# Project - Cdiscount Image Classification



# Data ingestion
The primary training set is a 57GB bson file, having ~15 Million images (180x180 images in Base64 format) of ~7.06 Million products. We have imported the dataset into a MongoDB instance on a VPS, so we were able to query among the records.
We have chosen 100 categories, which overally consist of ~246K images of ~110K products.


## Dataset preparation

First we need to ensure that the "gdown" library is installed and accessible in the environment and download the train_medium data from Google Drive,

In [None]:
! pip install gdown && gdown --id 1F6Xf4yiYxeFEN6qhrL3YBNs0Vhx0bXJ1

## Note for the team
Since the original dataset is pretty large, I've created a subset file containing ~250K photos in 100 categories, but it is still so large that it may not fit into the memory, so I've used the below parameters to load a fitable subset accordingly, please read the comments of each variable careflully, and do not change the loading code please, just the values of the parameters.

In [3]:
import tensorflow as tf
physical_devices = tf.config.experimental.list_physical_devices('GPU')
print(physical_devices)
tf.config.experimental.set_memory_growth(physical_devices[0], True)

[PhysicalDevice(name='/physical_device:GPU:0', device_type='GPU')]


In [4]:
CONVERT_TO_NP_ARRAY= False   # Wether convert the Base64 string to (180,180,3) arrays or keep the string.
REPLACE_BASE64_SPECIAL_CHARS = True

LOADING_MODE = "all" 
                             # num_records: Loads the first NUM_RECORDS in the dataset and calculates NUM_CATEGORIES dynamically
                             # num_categories: Loads first NUM_CATEGORIES and calculates NUM_RECORDS dynamically
                             # all: Loads all the 250K images, ignores all parameters below
                            
    
NUM_RECORDS = 3000           # Only used when the mode is set to num_records
NUM_CATEGORIES = 10           # Only used when the mode is set to num_category
MAX_RECORDS_PER_CATEGORY = 0 # if not zero, will ensure that there is no more per category in the dataframe, won't work when mode is set to all

In [5]:
import pandas as pd

import base64
from PIL import Image
import base64
import io
import numpy as np



FILE_NAME= "train_shuffled_100cat.csv"
header = 3

df = pd.read_csv(FILE_NAME, header=3, nrows=0)

if LOADING_MODE == "all":
    df = pd.read_csv(FILE_NAME, header=header)

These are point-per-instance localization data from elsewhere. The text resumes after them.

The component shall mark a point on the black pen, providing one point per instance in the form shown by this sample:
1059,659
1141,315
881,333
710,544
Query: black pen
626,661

if LOADING_MODE == "num_records":
    reader = pd.read_csv(FILE_NAME, header=header, chunksize=min(NUM_RECORDS, 100))
    for chunk in reader:
        df = df.append(chunk, ignore_index=True)
        if MAX_RECORDS_PER_CATEGORY:
            for cat in df["category_id"].unique():
                if len(df[df["category_id"] == cat]) > MAX_RECORDS_PER_CATEGORY:
                    removed_rows = df[df["category_id"] == cat][MAX_RECORDS_PER_CATEGORY:]
                    df = df.drop(removed_rows.index)
        if df.shape[0]>=NUM_RECORDS:
            df = df.head(NUM_RECORDS)
            break
    
elif LOADING_MODE == "num_categories": 
    reader = pd.read_csv(FILE_NAME, header=header, chunksize=100)
    for chunk in reader:
        df = df.append(chunk, ignore_index=True)
        if df["category_id"].nunique() > NUM_CATEGORIES:
            break
    if MAX_RECORDS_PER_CATEGORY:
        for cat in df["category_id"].unique():
            if len(df[df["category_id"] == cat]) > MAX_RECORDS_PER_CATEGORY:
                removed_rows = df[df["category_id"] == cat][MAX_RECORDS_PER_CATEGORY:]
                df = df.drop(removed_rows.index)

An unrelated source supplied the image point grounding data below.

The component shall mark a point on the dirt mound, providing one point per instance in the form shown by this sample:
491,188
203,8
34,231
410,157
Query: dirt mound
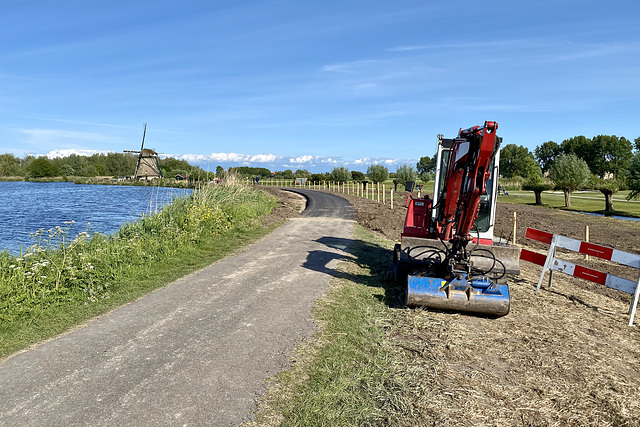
562,356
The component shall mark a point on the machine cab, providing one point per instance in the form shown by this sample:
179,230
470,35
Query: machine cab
484,223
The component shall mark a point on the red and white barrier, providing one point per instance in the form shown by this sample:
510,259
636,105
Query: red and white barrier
551,263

    cat_removed = df["category_id"].unique()[NUM_CATEGORIES:]
    df = df.loc[~df['category_id'].isin(cat_removed)]
    NUM_RECORDS= df.shape[0]

if CONVERT_TO_NP_ARRAY:        
    df["image"] = df["image"].apply(
                    lambda x: np.array(Image.open(io.BytesIO(base64.b64decode(x)))).reshape(180,180,3)
                )
if REPLACE_BASE64_SPECIAL_CHARS:
    df["image"] = df["image"].apply(
                    lambda x: x.replace('/', '_').replace('+', '-')
                )
    
NUM_CATEGORIES = df['category_id'].nunique()

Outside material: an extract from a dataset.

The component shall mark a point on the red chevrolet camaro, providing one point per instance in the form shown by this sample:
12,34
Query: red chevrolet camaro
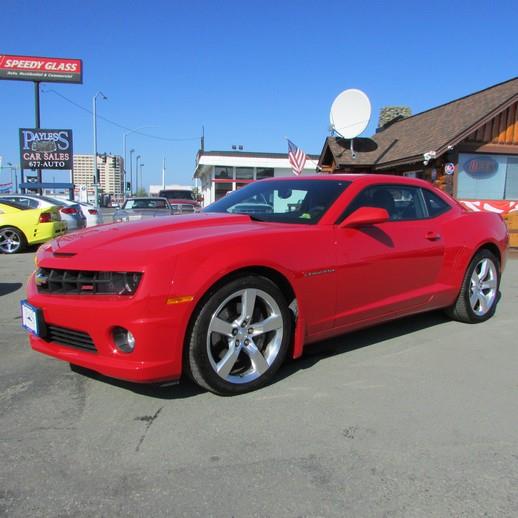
227,294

categories = df['category_id'].unique()
categories.sort()
category_id_map = {k: v for v, k in enumerate(categories)}
df["class"] = df["category_id"].apply(lambda x: category_id_map[x])

print("Num records:", NUM_RECORDS)
print("Num categories:", NUM_CATEGORIES)
print("Training df shape:", df.shape)
print("Mem used by images:", int(sum(df["image"].apply(lambda x: x.nbytes if type(x)!=str else len(x))/10 ** 6)), "MB")
# print(len(df.at[0, "image"]))

Num records: 3000
Num categories: 99
Training df shape: (246261, 4)
Mem used by images: 1613 MB


In [None]:
df = df.sample(frac=1)
df.reset_index(drop=True, inplace=True)
import matplotlib.pyplot as plt
if CONVERT_TO_NP_ARRAY:
    for index, item in df.head(10).iterrows():
        plt.subplot(2, 5, index+1)
        plt.title(item[2])
        plt.imshow(item[1])

# IMPORTANT: For training small dataset you can skip this part of code
## Chunk reader higher level function
Below I've defined a function which you can call with another function as input, it will call the input function as many times with chunks of the dataset till the whole dataset is passed to it.
### Note: In the input function, you shouldn't store the passed chunks in a global variable, or your program will crash due to a memory congestion.
Remember, each image is a 180x180x3 3D np.array object, so the size of each record is ~97KB, therefore the size of the dataset when converted to np.array object equals ~24 GB which will not fit into your memory nor in the colab associated memory.

In [None]:
def run_func_by_chunks(func, chunk_size=10 ** 4, num_runs=-1):
    chunk_num=0
    rets = ()
    with pd.read_csv("train_shuffled_100cat.csv", header=3, chunksize=chunk_size) as reader:
        for chunk in reader:
            
            chunk["image"] = chunk["image"].apply(
                lambda x: np.array(Image.open(io.BytesIO(base64.b64decode(x)))).reshape(180,180,3)
            )
            
            rets+=(func(np.array(chunk), chunk_num),)
            if num_runs==chunk_num+1:
                return rets
            chunk_num+=1
    return rets
    

In [None]:
def log_chunks_and_sum_size(ch, ch_num):
    print("*", ch_num, ":", ch[0,1].shape)
    return ch.shape[0]
x = run_func_by_chunks(log_chunks_and_sum_size, chunk_size=1000, num_runs=-1)

## 1. Load your data

In [None]:
print(df["image"].nbytes)
X_dev = np.stack(df["image"]) if CONVERT_TO_NP_ARRAY else np.array(df["image"])
Y_dev = np.array(df["class"])
print(X_dev.shape,Y_dev.shape, Y_dev[-10:])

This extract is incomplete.